The below table describes the types of Machine Learning-specific units are available.
| Category | Definition | Example |
|---|---|---|
| Pre-Processing | Transformations performed on the data prior to training | Data Standardization |
| Feature Extraction | Creates new featues from existing data | Principle-Component Analysis |
| Feature Selection | Automatically selects features as descriptors | Random Forest Importance Score |
| Hyperparameter tuning | Automatically optimizes the model architecture | Model Generation via Genetic Algorithm |
| Model Training | Adjusting model parameters and coefficients to minimize a training set loss | Training a neural network |
| Model Prediction | Using a trained model, predict what a new datapoint's values will be | Predicting a band gap with a trained neural network |
| Post-Processing | Any action taken after a model is trained, we lump into the post-processing category | Showing a learning curve of the neural network |
Pre-Processing¶
The DataFrame input/output type of units are used to define the training data, to select target properties that need to be predicted as output of the Machine Learning computation, and feature properties used as input. The data is returned in the Pandas DataFrame format 1.

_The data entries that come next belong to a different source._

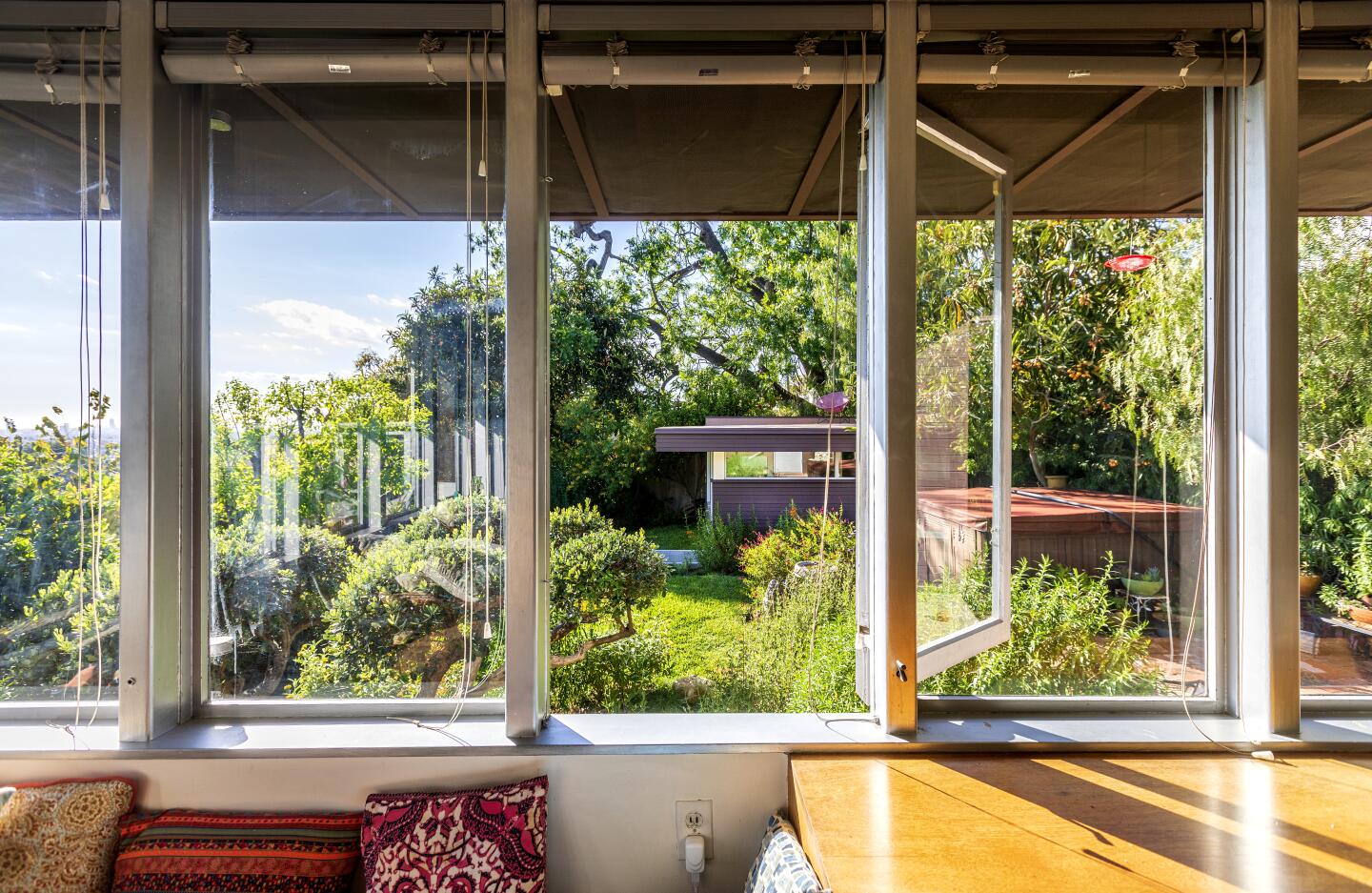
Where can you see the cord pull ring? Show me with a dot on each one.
(615, 49)
(806, 47)
(995, 47)
(429, 46)
(239, 46)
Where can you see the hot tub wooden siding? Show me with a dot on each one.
(764, 498)
(954, 524)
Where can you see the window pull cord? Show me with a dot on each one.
(429, 46)
(994, 46)
(1185, 51)
(806, 47)
(237, 46)
(615, 49)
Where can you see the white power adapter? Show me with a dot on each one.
(693, 846)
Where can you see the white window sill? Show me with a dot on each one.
(674, 733)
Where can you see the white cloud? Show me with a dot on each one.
(309, 321)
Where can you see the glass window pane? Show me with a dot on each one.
(692, 353)
(59, 372)
(357, 361)
(1107, 381)
(1335, 390)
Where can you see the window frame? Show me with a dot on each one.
(164, 196)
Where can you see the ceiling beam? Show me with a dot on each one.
(1338, 136)
(1100, 127)
(52, 136)
(576, 141)
(1310, 149)
(842, 110)
(330, 146)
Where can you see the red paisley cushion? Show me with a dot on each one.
(471, 842)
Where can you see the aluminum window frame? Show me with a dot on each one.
(164, 272)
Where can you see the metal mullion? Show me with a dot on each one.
(889, 434)
(1221, 481)
(526, 334)
(155, 515)
(1263, 237)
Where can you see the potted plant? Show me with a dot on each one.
(1144, 584)
(1309, 581)
(1310, 578)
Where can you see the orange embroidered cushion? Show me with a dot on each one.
(59, 837)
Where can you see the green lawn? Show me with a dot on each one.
(701, 616)
(941, 611)
(674, 537)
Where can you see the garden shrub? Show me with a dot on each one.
(774, 555)
(598, 577)
(600, 571)
(717, 540)
(612, 680)
(399, 623)
(1068, 637)
(274, 604)
(800, 656)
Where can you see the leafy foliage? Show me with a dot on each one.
(798, 658)
(268, 604)
(414, 606)
(717, 540)
(598, 577)
(776, 555)
(1068, 637)
(49, 527)
(616, 678)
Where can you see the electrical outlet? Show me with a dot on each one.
(696, 817)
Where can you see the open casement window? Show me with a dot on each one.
(963, 367)
(355, 371)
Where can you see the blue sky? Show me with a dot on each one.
(287, 298)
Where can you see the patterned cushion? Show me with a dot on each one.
(186, 851)
(59, 837)
(781, 865)
(474, 840)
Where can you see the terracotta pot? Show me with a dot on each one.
(1143, 587)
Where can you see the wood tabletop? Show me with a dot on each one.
(1090, 823)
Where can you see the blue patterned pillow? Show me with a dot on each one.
(781, 865)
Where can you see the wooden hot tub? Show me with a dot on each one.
(1073, 527)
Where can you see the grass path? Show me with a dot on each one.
(703, 618)
(674, 537)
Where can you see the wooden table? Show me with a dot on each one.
(1054, 823)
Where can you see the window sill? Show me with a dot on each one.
(683, 733)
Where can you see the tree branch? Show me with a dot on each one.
(757, 288)
(567, 660)
(583, 230)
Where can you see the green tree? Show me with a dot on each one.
(59, 559)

Processing units are used for general data manipulation, for example cleaning missing data or remove duplicates in the data. Other examples might include the scaling and reducing of the input data. Scaling is a method used to standardize the range of independent variables or features of data, through for instance the normalization of the data.
Feature Extraction¶
Feature extraction is the process of generating new features from an existing set of features. For example, Auto-Encoders 2 are commonly-used in dimensionality-reduction, taking an input vector and encoding into a vector with fewer dimensions.
Feature Selection¶
Feature selection units involve selecting the number of feature properties for model training.
Hyperparameter Tuning¶
Oftentimes, models will have hyperparameters which must be tuned prior to their use. For example, to develop LASSO Regression 3, an extra penalty term is added to the loss function. This penalty term is equal to a coefficient (Lambda) multiplied by the sum of the absolue values of the model coefficients. This extra penalty term helps prevent overfitting, and results in LASSO reducing some coefficients to 0 at higher values of lambda. By choosing lambda, one can control how many coefficients are extinguished. Becuse lambda is chosen before the model is trained, it is known as a hyperparameter to the model.
Model Training¶
Training a model refers to optimizing a model's parameters such that some loss function is minimized. For example, when a Convolutional Neural Network 4 is trained for image classification, the weights and biases of the network are adjusted to improve the model's performance against the training set.
Model Prediction¶
Prediction refers to taking a set of data for-which the targets are unknown, and using a model to decide what value the targets are likely to have. For example, a classifier might be used to predict whether a picture contains a dog or cat. A regressor might be used to predict a material's catalytic activity, given descriptors such as the band-gap or chemical potential.
Post-Processing¶
Post-processing refers to the actions taken after a model is trained, oftentimes aimed at simplifying a model for performance reasons. For example, this can include pruning 5 a neural network to reduce the number of mathematical optimizations that need to be performed, or knowledge distillation 6, where a simpler model is trained using the outputs of a more complex model.
In addition, on the platform we use "post-processing" to refer to any action which is taken after a model is trained, such as the visual display of data (such as training metrics or a parity plot).